IT'S easy to get bogged down with all the graphs, charts and endless tables of statistics but, in the end, the message contained in the latest Government Expenditure and Revenue in Scotland (GERS) report is a simple one: public spending in Scotland vastly outstrips the amount of tax the country raises.
Scotland's deficit in the last financial year was nearly £15billion, the biggest ever in cash terms, as oil revenues slumped by more than half.
More importantly, Scotland was much deeper in the red than the rest of the UK. The deficit was 9.7 per cent of gross domestic product compared with 4.9 per cent across the UK as a whole.
For the first time in 35 years, since the North Sea's black gold started pouring ashore, Scotland contributed less tax per head to the Treasury than the rest of the UK.
Coming a fortnight before 'independence day,' the date set by Alex Salmond for Scotland's formal exit from the UK in the event of a Yes vote 18 months ago, the response of pro-UK politicians was even more scathing than usual.
An independent Scotland, they chorused, would have needed to borrow heavily, cut spending or raise taxes (or all three) from the outset.
Thank goodness, they added, voters were not taken in by an independence prospectus based on wildly optimistic oil forecasts.
They said that with public spending now £1400 per person higher in Scotland than the UK average, the GERS report demonstrated the advantages of being part of the UK.
Predictably, they were accused by some Nationalists of talking Scotland down, of suggesting the country was "too wee, too poor" to go it alone.
Nicola Sturgeon has a more sophisticated take on the annual GERS figures, making the point the figures reflect the state of Scotland's finances as part of the UK.
An independent Scotland, she argues, would have the powers to grow the economy.

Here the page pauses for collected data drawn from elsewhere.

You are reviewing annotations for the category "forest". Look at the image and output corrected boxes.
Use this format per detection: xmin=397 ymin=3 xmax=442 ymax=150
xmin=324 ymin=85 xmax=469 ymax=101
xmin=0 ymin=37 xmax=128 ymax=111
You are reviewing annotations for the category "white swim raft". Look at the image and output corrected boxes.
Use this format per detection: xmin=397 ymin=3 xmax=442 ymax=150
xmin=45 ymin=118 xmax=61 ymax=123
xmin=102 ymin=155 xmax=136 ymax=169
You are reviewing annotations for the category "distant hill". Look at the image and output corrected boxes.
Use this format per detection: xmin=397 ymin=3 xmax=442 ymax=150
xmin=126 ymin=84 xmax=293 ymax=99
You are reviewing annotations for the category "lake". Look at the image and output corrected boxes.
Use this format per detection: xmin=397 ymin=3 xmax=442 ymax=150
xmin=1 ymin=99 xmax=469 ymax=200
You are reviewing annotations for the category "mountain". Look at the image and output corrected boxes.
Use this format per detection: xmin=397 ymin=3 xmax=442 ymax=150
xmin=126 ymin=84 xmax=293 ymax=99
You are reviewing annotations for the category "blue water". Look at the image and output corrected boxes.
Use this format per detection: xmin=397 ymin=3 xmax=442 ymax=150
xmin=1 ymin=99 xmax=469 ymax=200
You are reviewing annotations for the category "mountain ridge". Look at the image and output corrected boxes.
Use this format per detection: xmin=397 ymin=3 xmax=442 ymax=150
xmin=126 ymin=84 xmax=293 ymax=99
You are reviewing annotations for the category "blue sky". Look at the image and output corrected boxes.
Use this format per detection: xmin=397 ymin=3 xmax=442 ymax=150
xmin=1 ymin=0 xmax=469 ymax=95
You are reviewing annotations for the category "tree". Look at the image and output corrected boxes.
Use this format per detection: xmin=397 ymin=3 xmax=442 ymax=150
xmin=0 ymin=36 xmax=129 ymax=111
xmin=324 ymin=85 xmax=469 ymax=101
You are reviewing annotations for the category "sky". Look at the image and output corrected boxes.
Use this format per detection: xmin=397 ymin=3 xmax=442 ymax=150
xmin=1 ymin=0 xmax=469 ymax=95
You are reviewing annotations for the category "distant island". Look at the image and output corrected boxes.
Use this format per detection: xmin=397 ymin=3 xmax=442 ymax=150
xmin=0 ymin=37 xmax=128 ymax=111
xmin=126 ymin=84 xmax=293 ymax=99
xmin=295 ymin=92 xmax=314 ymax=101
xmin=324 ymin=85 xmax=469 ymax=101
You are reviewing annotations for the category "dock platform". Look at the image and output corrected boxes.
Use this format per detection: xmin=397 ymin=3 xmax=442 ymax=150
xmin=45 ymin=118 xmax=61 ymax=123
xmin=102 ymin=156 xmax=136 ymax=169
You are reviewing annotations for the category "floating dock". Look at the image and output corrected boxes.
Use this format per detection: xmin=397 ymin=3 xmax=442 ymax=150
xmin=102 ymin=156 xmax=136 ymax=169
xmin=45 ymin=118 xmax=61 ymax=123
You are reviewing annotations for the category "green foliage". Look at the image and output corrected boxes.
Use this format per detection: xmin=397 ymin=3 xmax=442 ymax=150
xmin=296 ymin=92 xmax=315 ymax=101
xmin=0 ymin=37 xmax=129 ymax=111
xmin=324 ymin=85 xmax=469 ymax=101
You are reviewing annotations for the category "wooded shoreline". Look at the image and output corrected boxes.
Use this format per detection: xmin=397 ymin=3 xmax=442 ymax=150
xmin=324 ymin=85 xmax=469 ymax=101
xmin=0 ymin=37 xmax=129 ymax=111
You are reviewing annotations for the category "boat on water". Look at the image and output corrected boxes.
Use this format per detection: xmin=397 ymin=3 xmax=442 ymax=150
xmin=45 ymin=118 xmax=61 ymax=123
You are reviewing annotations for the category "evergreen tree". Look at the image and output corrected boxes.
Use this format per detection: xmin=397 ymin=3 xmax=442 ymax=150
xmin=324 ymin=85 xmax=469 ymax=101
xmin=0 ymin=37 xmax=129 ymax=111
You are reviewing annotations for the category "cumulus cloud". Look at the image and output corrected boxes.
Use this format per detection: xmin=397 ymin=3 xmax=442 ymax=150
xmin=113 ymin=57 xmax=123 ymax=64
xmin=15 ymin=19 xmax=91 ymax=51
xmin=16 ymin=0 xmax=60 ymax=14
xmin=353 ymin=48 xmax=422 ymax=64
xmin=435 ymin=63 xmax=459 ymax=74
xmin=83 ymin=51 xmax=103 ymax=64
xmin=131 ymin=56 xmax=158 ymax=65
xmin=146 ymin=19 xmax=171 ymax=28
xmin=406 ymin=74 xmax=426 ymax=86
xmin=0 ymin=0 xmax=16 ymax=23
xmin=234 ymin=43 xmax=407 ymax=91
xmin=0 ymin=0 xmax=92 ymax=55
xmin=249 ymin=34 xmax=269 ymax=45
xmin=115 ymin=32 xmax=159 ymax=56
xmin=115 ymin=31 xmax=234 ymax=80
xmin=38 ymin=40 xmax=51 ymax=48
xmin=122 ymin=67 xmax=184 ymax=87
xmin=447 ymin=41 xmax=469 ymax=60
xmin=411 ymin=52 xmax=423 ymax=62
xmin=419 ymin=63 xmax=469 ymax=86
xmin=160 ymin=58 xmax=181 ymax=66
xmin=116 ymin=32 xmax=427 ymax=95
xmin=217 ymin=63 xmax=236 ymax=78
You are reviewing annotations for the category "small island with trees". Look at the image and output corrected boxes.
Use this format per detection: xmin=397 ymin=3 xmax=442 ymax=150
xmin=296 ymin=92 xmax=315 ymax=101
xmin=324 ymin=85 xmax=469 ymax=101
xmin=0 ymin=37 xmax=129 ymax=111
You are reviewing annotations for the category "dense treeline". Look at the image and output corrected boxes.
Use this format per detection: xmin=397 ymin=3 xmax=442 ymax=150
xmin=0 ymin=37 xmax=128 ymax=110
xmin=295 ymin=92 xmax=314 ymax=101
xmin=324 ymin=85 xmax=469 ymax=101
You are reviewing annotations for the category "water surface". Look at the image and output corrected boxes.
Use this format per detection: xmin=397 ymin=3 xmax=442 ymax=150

GERS, therefore, cannot be read as an indicator of how an independent Scotland's finances would look.
She made the point again yesterday, though without identifying measures that might spark the soaring growth required to bring an independent Scotland somewhere into line with the UK's deficit levels.
That is the real challenge posed to the SNP by the GERS figures.
If they are to stage a second referendum and win it anytime soon, they must convince Scots who were not persuaded by their economic arguments in 2014. And they must do so with Scotland's finances in a weaker state compared with the rest of the UK.
As oil revenues continue to fall, Scotland is likely to be £9billion worse off than the rest of the UK this year, according to one analysis, and the situation is not expected to improve in the foreseeable future. That's a huge shortfall to make up, equivalent to about third of the Scottish Government's total spending in a year.
Until the SNP comes up with a clear, compelling plan for improving the state of the country's finances, it's hard to see support for independence rising to a level that would guarantee victory in a second referendum.